City of Boise staff members agreed. Kathy Griesmeyer, government affairs director, said the city had concerns about the one-mile area of impact reduction and the timeline to implement the new law if it was to go into effect.
In the hearing, Lakey said he would amend the timeline for cities to comply. His new proposed timeline would push compliance to the beginning of 2025.
Jessica Szelag, Boise’s deputy planning director, said the city hasn’t had many issues with competing areas of impact or annexations. Boise’s city limits abut Eagle’s and Meridian’s, but Szelag said the negotiations often simply require “a conversation” and “logical decision making.”
“The way that the current state code works is it allows cities to negotiate their area of impact as development opportunities and growth happen, not draw a line that’s arbitrarily one mile out,” Szelag said by phone. “It assumed that planning is so perfectly on the mark of a mile or two. If you were to look at almost any city’s boundaries, it’s really jagged, and it tends to follow property lines. You can’t just perfectly draw circle around the city and say that that’s the area of impact.”
The city of Boise wasn’t looking for any change in Idaho’s annexation or area of impact law this legislative session, Griesmeyer said by phone.
Five years is “barely” enough time for Meridian
Simison said he grew up in Inkom, a small city near Pocatello, where the city’s boundaries haven’t grown much in his lifetime. But in Meridian, it takes a average of five years to grow a mile, he said.
“It may barely be enough time,” he said. “You go through the process, you create (the area of impact), and then you’re gonna immediately start doing the process again because the timelines are so short.”
The city is working to extend a sewer line to serve south Meridian residents, Simison said. For a sewer or water project like that, it often takes 25 years to work with the state on water issues.
“Having an area of city impact planning area that’s one mile out that has that short time frame of five years, it doesn’t align with the project you’re doing,” Simison said.
Simison would like to see the area of impact statute have more teeth, so cities don’t risk extending services to an area that could shortly be part of a different city.
“If you can have a current property owner who says they want to be in the city today and then they sell that piece of property,” he said, “and the new owner says ‘no, I want to go to a different city,’ if you are putting in that sewer line and they go in a different city, you’re potentially costing all the ratepayers who’ve been paying into that.”

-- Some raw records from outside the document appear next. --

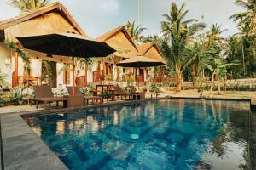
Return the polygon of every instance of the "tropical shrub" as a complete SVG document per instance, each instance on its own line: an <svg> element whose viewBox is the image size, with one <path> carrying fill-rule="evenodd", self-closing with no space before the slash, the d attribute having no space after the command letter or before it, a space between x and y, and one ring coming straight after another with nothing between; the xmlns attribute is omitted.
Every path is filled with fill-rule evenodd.
<svg viewBox="0 0 256 170"><path fill-rule="evenodd" d="M150 85L150 91L153 92L154 94L157 94L157 93L160 92L160 90L159 88L159 84L152 83Z"/></svg>
<svg viewBox="0 0 256 170"><path fill-rule="evenodd" d="M54 90L54 96L55 97L63 97L65 95L68 95L68 92L67 88L55 89Z"/></svg>
<svg viewBox="0 0 256 170"><path fill-rule="evenodd" d="M129 86L126 86L125 88L124 88L124 91L126 93L126 94L131 94L131 89Z"/></svg>
<svg viewBox="0 0 256 170"><path fill-rule="evenodd" d="M52 69L49 65L49 62L43 61L42 62L42 75L41 75L41 81L44 82L46 84L51 86L53 80L52 80Z"/></svg>
<svg viewBox="0 0 256 170"><path fill-rule="evenodd" d="M3 94L3 90L0 89L0 107L3 107L5 105L5 96Z"/></svg>
<svg viewBox="0 0 256 170"><path fill-rule="evenodd" d="M95 91L95 88L91 85L89 85L85 88L81 88L80 90L84 95L92 96Z"/></svg>
<svg viewBox="0 0 256 170"><path fill-rule="evenodd" d="M6 78L6 74L2 72L2 71L0 70L0 88L5 88L8 86L8 82L6 82L5 78Z"/></svg>
<svg viewBox="0 0 256 170"><path fill-rule="evenodd" d="M10 101L16 105L22 105L26 95L23 94L23 88L20 87L14 88L10 92Z"/></svg>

Griesmeyer suggested that Lakey’s bill is premature.
“We recognize that there’s been a lot of growth and development in the state since the land use laws were last updated,” she said. “So perhaps there’s an opportunity here to seek a interim legislative committee where we can have a broader group of stakeholders.”
Two other competing bills
Two bills competed with Lakey’s bill. One was from Okuniewicz, who brought back his bill from last session.

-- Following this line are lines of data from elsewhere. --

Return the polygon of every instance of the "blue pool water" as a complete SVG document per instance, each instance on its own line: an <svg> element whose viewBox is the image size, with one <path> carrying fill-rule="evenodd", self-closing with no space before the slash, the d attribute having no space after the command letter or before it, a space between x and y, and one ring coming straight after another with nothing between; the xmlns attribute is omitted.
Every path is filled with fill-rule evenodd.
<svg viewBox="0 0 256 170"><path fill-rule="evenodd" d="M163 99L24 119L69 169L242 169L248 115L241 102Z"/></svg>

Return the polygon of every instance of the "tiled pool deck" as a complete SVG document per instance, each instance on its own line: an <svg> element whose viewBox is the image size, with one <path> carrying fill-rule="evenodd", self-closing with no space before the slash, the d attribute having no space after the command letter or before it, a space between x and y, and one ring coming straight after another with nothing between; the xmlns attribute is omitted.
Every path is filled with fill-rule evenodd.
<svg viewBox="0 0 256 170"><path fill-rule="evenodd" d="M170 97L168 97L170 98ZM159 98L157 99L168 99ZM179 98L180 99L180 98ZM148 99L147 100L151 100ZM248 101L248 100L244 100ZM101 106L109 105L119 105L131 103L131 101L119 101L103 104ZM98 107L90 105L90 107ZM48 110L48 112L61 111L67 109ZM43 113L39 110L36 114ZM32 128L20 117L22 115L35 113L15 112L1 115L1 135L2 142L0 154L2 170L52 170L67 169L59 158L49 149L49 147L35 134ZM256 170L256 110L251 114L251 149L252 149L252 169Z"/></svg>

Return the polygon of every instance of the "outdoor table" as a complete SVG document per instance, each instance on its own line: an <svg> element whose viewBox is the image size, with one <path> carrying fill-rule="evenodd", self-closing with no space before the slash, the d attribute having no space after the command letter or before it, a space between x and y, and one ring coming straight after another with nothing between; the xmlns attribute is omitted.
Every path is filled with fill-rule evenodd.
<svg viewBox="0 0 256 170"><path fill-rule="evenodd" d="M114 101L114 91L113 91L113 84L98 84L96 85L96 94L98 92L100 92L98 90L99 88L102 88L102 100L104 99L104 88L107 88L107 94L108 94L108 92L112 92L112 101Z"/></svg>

He argued that Lakey’s bill did not address the needs of a property owner who wants to be annexed into a specific city, but who may lie in another city’s area of impact.
“Mine is laser focused on a small issue,” Okuniewicz said.

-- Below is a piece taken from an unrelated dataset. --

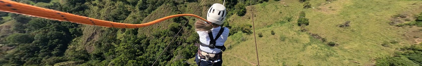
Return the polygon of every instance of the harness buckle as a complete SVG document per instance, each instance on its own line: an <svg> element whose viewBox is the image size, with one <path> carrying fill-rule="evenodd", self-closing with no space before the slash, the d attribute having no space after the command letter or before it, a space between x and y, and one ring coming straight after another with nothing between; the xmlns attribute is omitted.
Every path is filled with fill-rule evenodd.
<svg viewBox="0 0 422 66"><path fill-rule="evenodd" d="M209 46L208 46L208 47L210 48L212 48L212 49L215 48L215 44L215 44L215 43L214 42L210 43Z"/></svg>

Lakey, who was in favor of Okuniewicz’s bill last session in committee, said he “felt like that there was an opportunity to get more people around the table and find a broader solution.”
Okuniewicz asked the committee to send his bill along with Lakey’s, but the committee did not.
Rep. Julianne Young, R- Blackfoot, and Sen. Julie VanOrden, R-Pingree, sponsored a bill they said would simplify and reformat parts of Idaho code that some land use attorneys and planners have criticized.
But Young’s bill faced opposition from the Association of Idaho Cities and the city of Post Falls. Kelley Packer, executive director of the association, said Young worked with them on the bill, but in the end they could not agree to support it.
“We never did agree to a wholesale change and replace and reformat,” she said. “We just couldn’t get there, because there was too much left out.”